Why This Meeting Matters
The December FOMC meeting is always important — but 2025’s edition could define the first half of 2026.
The Fed faces:
- A weakening labor market
- Incomplete economic data due to shutdown delays
- Sticky inflation still above target
- A deeply divided Committee as shown in recent Minutes
- Markets already pricing in aggressive easing for 2026
This creates a rare setup where one meeting can reset expectations across every asset class.
What the Market Expects Right Now
1. A High Probability of a Rate Cut
The CME’s FedWatch tool shows markets pricing an ~87% chance of a 25-basis-point cut.
If delivered, the target range becomes:
➡️ 3.50% – 3.75%
This would be the Fed’s third consecutive cut, following reductions in:
- September
- October
The tone from Powell will decide whether this is the final cut or the start of a broader easing cycle.
2. The Hawks vs.

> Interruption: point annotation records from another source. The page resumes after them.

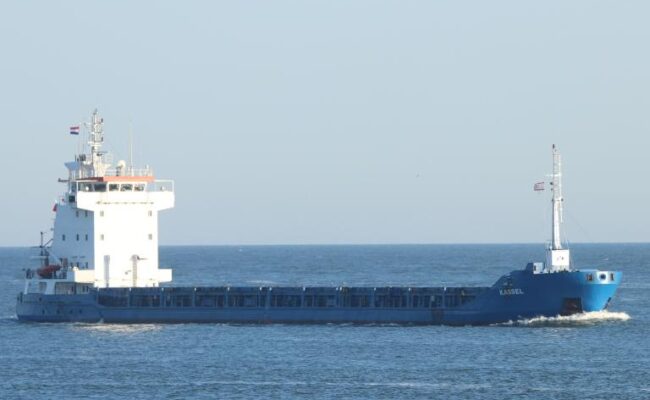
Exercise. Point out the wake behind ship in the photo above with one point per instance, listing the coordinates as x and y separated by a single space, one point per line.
101 265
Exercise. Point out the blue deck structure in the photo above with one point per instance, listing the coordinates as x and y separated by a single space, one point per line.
518 295
113 275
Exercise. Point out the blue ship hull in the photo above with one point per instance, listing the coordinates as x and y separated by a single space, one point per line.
519 295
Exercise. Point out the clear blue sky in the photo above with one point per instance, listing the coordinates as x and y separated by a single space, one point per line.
291 122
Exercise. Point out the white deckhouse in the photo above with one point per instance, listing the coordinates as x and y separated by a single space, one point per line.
106 226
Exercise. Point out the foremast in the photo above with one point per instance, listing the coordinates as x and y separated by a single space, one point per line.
557 257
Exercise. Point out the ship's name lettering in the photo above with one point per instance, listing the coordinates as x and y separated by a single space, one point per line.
510 292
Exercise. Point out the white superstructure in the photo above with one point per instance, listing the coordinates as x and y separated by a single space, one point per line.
106 226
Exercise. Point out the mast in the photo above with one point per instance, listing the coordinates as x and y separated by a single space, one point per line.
96 140
556 200
557 257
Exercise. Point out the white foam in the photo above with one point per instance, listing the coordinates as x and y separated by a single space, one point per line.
582 319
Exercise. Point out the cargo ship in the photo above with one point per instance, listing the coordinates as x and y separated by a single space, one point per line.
101 265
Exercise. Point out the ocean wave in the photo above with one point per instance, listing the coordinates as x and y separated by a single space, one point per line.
582 319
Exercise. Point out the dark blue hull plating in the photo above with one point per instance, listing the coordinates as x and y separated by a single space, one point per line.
518 295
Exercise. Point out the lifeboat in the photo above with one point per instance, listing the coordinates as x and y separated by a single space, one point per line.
48 271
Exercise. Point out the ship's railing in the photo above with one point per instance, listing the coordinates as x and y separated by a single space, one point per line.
129 172
154 186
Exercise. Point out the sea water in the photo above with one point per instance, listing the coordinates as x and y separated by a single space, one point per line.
604 355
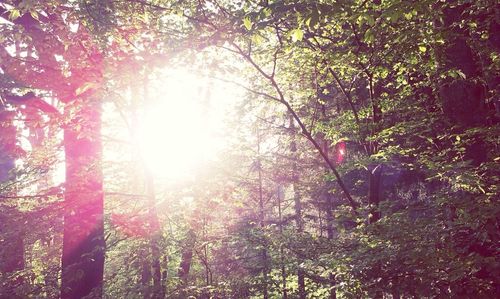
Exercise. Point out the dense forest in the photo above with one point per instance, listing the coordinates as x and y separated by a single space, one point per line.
249 149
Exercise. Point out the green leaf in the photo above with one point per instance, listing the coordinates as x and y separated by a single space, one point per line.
369 36
14 14
86 86
297 35
247 23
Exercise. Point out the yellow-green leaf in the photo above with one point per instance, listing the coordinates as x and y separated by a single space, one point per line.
247 23
297 35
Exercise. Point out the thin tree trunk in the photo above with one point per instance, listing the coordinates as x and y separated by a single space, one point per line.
83 241
284 290
298 209
265 268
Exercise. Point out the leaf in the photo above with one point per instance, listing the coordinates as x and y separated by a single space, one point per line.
297 35
14 14
247 23
369 36
86 86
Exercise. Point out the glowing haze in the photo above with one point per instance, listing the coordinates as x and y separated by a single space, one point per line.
183 122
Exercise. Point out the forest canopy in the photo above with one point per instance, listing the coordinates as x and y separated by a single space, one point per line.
249 149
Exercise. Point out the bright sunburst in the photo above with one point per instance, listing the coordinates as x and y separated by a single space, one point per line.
182 125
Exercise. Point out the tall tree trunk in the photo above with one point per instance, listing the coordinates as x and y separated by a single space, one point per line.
284 291
11 237
298 208
187 257
330 235
83 241
155 235
265 266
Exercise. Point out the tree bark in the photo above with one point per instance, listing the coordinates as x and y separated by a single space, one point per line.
83 241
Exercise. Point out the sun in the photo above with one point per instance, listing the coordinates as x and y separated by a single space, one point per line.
182 124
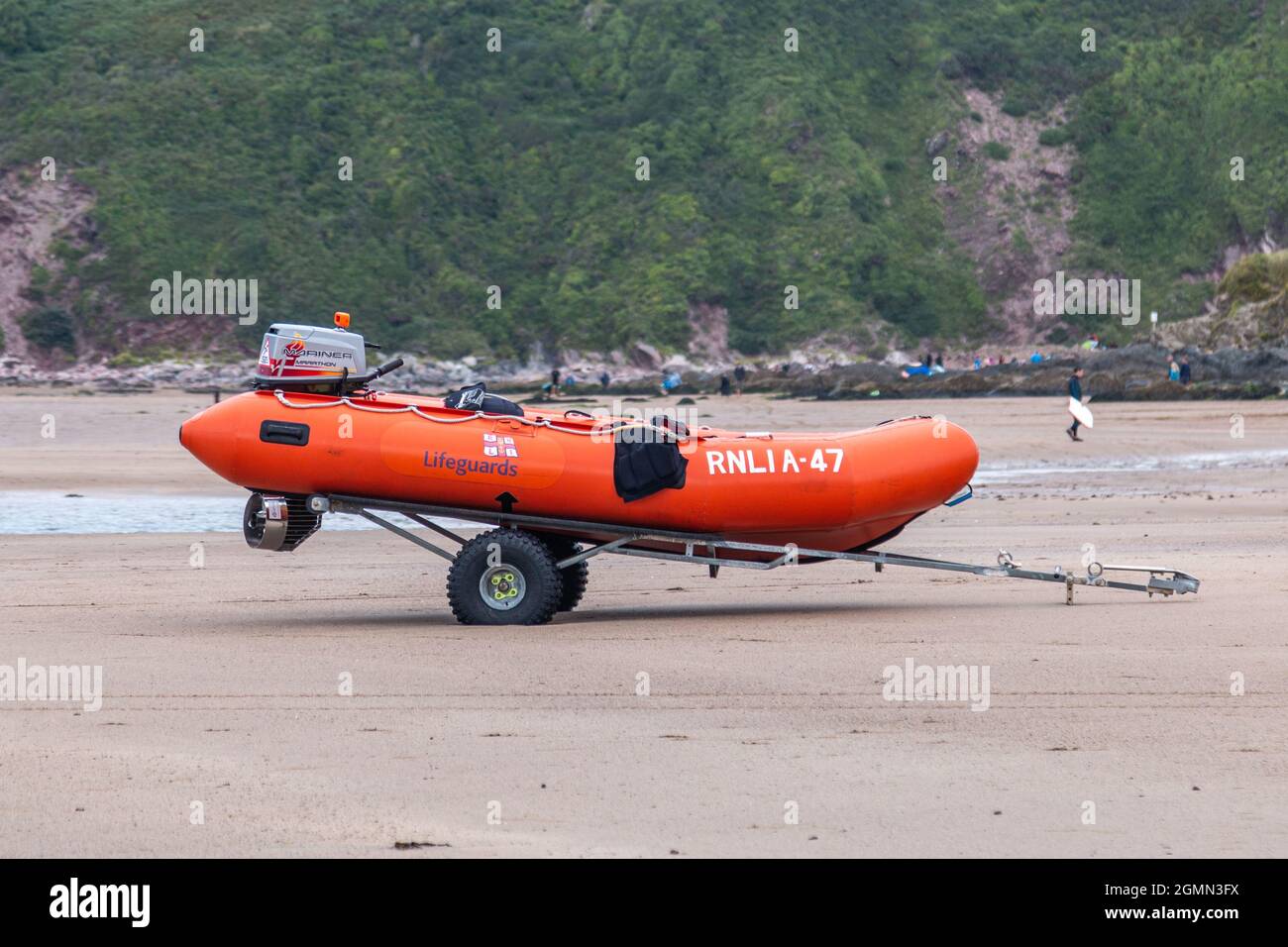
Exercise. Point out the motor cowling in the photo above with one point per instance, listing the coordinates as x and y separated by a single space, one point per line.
299 356
278 523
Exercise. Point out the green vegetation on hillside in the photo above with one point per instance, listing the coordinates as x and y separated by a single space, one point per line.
518 167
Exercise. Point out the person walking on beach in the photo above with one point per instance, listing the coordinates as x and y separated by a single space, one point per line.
1076 394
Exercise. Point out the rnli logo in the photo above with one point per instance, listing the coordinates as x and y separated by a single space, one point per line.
498 446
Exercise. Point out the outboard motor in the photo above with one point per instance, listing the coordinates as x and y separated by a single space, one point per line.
308 359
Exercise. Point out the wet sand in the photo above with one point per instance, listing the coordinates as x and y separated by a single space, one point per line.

The Doves
The Committee is split, and the division is public.
The Doves Want Another Cut
Driven by:
- Rising unemployment (near 4.4%)
- Slowing payroll growth
- Risk-management arguments to protect the economy
Officials like Christopher Waller and John Williams have hinted that the Fed must support a cooling labor market.
The Hawks Want a Pause
Driven by:
- Persistent Core PCE inflation above 2%
- Concern about inflation “re-accelerating” if cuts come too fast
- Missing data due to government shutdown delays
- A desire to maintain credibility
Boston Fed’s Susan Collins has been vocal about holding rates steady.

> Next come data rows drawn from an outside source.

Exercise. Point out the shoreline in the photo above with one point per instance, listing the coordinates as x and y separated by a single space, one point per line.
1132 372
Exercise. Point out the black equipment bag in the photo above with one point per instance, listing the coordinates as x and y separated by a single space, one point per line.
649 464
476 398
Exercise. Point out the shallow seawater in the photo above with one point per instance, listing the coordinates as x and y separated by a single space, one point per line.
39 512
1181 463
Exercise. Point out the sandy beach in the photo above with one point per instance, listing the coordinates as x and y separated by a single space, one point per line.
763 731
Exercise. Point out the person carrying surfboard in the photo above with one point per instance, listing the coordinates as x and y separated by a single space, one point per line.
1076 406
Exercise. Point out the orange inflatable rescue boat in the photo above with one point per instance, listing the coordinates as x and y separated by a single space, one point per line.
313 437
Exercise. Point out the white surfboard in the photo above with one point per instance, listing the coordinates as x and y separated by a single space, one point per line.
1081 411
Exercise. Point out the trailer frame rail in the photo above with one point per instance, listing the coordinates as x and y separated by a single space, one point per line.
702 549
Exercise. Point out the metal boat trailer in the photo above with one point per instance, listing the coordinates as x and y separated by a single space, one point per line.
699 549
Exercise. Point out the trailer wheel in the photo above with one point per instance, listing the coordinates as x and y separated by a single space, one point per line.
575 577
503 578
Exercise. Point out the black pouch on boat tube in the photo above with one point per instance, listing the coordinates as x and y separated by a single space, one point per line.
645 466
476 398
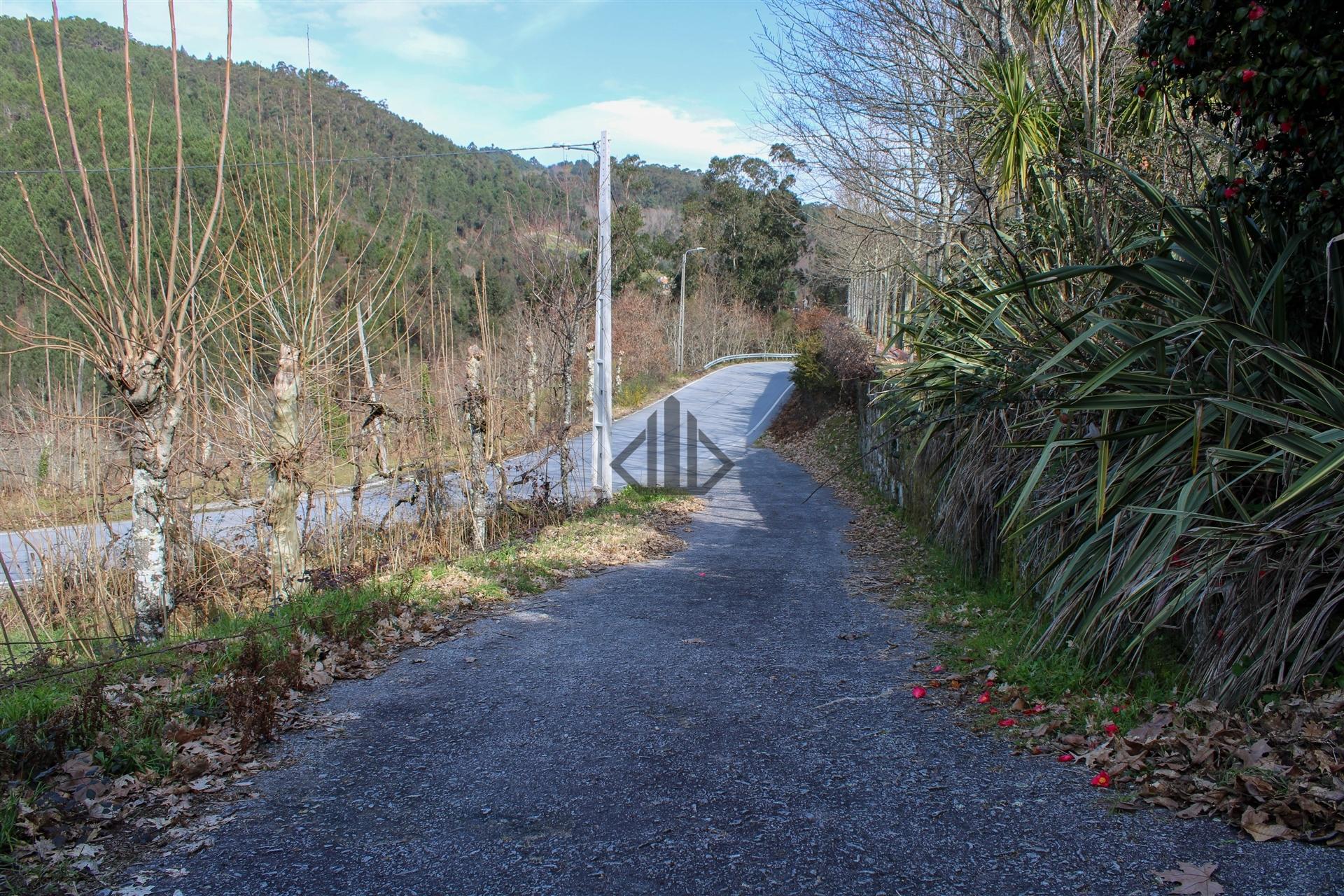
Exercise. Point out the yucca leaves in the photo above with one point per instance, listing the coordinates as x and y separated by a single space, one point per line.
1167 463
1018 127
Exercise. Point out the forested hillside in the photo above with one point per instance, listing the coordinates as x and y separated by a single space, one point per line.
460 200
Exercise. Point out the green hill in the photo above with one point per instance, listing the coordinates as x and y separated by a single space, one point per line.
460 199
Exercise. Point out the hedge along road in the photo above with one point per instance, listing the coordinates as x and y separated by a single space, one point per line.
733 406
726 719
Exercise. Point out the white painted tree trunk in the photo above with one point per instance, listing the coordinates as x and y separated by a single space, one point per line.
571 348
531 384
155 422
476 486
283 486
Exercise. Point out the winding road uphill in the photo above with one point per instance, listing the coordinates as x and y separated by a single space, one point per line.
727 719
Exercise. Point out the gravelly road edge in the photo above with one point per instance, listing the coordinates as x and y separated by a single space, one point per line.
660 729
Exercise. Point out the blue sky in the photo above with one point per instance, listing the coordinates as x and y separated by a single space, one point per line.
673 83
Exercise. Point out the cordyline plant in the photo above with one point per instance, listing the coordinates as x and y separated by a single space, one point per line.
139 272
1170 461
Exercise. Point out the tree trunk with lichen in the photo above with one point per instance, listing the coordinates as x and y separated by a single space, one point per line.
531 386
155 416
571 348
477 491
283 484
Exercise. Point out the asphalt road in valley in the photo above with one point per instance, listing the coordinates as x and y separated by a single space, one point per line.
722 720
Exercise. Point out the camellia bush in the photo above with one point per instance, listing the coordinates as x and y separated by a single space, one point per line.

This clash transforms the December meeting into a binary event.
The SEP: The Most Important Part of the Day
The Summary of Economic Projections, including the dot plot, will shape market expectations into 2026.
Traders will focus on:
- Inflation projections for 2026
- GDP growth outlook
- Unemployment expectations
- Where policymakers expect the Fed Funds rate to end in 2026
If the median dot shows:
- More cuts → USD weakens, equities rally
- Fewer cuts → USD strengthens sharply, risk assets drop
The dot plot is the market mover.
Key Timings Next Week
- FOMC Statement + SEP:
🕒 Dec 10, 2:00 PM ET - Powell Press Conference:
🕝 Dec 10, 2:30 PM ET - Minutes Release:
📅 Jan 8, 2026
A full blackout on Fed speeches begins Nov 29, meaning markets have entered the quiet period — no more clues.
Market Impact Scenarios
Scenario 1 — 25 bps Cut + Dovish SEP
- Stocks jump
- USD weakens
- Gold rallies
- Yields fall
Scenario 2 — 25 bps Cut + Hawkish SEP
- Stocks volatile
- USD strengthens
- Gold drops
- Yields rise
Scenario 3 — No Cut (Hawkish Surprise)
- Market shock
- USD surges
- Equities sell off
- Gold initially drops but may rebound on volatility
This is the highest-volatility FOMC since July.
What Traders Should Watch
- The delayed September NFP reaction still influencing Fed thinking
- Missing October jobs & inflation data
- Bond market positioning heading into year-end
- USD strength vs. safe-havens (JPY, CHF)
- Gold’s reaction to SEP projections
- Tech sector sensitivity in Powell’s Q&A
Powell’s answers to the first five questions often set the tone — especially if he addresses labor weakness.